Friday, May 16, 2014

Stonewalling

A girl who describes herself as "a larger girl with an affinity for homemaking crafts" wrote to Miss Manners asking how she should respond to people who ask when the baby is due when they see her knitting in public. She says she has "a tendency to laugh nervously and say something to the effect of 'I'm not pregnant.'"

(Um, yep, that's the answer, stated plain. No need to laugh nervously.)

Miss Manners' response: "...you can merely state what it is, in fact, that you are knitting: 'Actually, this is going to be a ski mask. For skiing, not for robbing convenience stores.'"

So the conversation goes:

"When is the baby due?"

"Actually, this is going to be a ski mask. For skiing, not for robbing convenience stores."

"That's nice, dear, but I asked when the baby is due." 

(Yes, Miss Manners, as you write: "...we all have the problem of inspiring strangers to voice the first silly association that comes into their heads.")

Thanks to Miss Manners' inability to understand a question and her unhelpful answer, we have an illustration of how a conversation should happen in fiction, a place where nothing should be easy for your characters.

Stories need complications, and having a character either not answer a question or answer a question with a question is an easy way to create one.

Such fictional conversations keep dialog going and can reveal character in both the questioner, who reacts to being stonewalled, and the stonewaller, by what he says to avoid answering. If you're writing a mystery, these conversations can provide clues.

How you resolve the conversation depends on what you need your story to do. If you need the information to send your character to another location or scene, you can have the answer eventually come out during the conversation. If you need your character to work a little harder, then use the need for information to send your character either back to ask the stonewaller again or forward to ask another character (who could also stonewall, which could prompt your character to wonder why all the secrecy).

We have a couple of examples from our Miss Manners illustration. First, Miss Manners herself doesn't answer the knitter's question. That shows us that she doesn't pay attention and that she thinks she's funny (she's not) and that she probably answered the question the way she did because she wanted to get a laugh, not be helpful. We all know people like that in real life, and they're maddening, aren't they? They make for good fiction, though.

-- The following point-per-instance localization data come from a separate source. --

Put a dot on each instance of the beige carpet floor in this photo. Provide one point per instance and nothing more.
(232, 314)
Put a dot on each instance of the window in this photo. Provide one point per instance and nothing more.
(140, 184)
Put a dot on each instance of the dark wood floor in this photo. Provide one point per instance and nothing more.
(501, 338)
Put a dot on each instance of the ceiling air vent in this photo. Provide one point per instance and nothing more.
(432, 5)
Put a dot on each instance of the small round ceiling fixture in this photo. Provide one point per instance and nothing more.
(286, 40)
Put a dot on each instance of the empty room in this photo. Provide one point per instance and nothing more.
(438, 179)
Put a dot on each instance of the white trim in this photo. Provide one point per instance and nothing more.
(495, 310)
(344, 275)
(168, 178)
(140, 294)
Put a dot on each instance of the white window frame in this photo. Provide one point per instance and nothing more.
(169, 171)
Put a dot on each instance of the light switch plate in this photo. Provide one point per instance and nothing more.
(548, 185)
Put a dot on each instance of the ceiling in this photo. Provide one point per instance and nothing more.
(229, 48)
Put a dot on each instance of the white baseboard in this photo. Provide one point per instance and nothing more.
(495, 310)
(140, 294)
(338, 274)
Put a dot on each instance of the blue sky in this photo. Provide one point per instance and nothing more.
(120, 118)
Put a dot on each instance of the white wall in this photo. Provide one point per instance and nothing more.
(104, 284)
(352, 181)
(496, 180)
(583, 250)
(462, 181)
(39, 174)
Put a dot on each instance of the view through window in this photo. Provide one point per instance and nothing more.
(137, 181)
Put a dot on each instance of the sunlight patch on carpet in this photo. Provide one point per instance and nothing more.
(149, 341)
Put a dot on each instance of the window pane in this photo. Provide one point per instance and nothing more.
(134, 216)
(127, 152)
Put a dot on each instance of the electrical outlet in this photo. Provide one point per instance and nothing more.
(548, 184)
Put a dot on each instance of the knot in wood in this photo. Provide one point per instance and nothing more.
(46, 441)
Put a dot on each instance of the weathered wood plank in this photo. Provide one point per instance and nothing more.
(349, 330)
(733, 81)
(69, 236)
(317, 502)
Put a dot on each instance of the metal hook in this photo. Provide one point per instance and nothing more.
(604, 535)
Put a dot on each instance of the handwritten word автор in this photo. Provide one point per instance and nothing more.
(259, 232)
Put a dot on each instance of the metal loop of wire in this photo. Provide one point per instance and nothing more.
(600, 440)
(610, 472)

In the case of the knitter, if she is pregnant and answers the question of when the baby is due by describing what she's knitting, we could wonder why she doesn't want to answer. Is she unhappy about her pregnancy? Or in denial? Or think that her due date is none of anyone's business?

Maybe she really is knitting a ski mask to rob a convenience store, but she's nervous about it and stumbles out this answer. Or maybe her friend the robber is sitting with her, waiting for her to finish knitting the mask, and the knitter is pleading for help. And when the stranger asks a second time about the baby, the knitter answers with the exact time and date of the robbery. (In a spy novel, you could use such a conversation to pass coded information.)

Return to some of the conversations in your novel and see if you can't complicate things with a little stonewalling.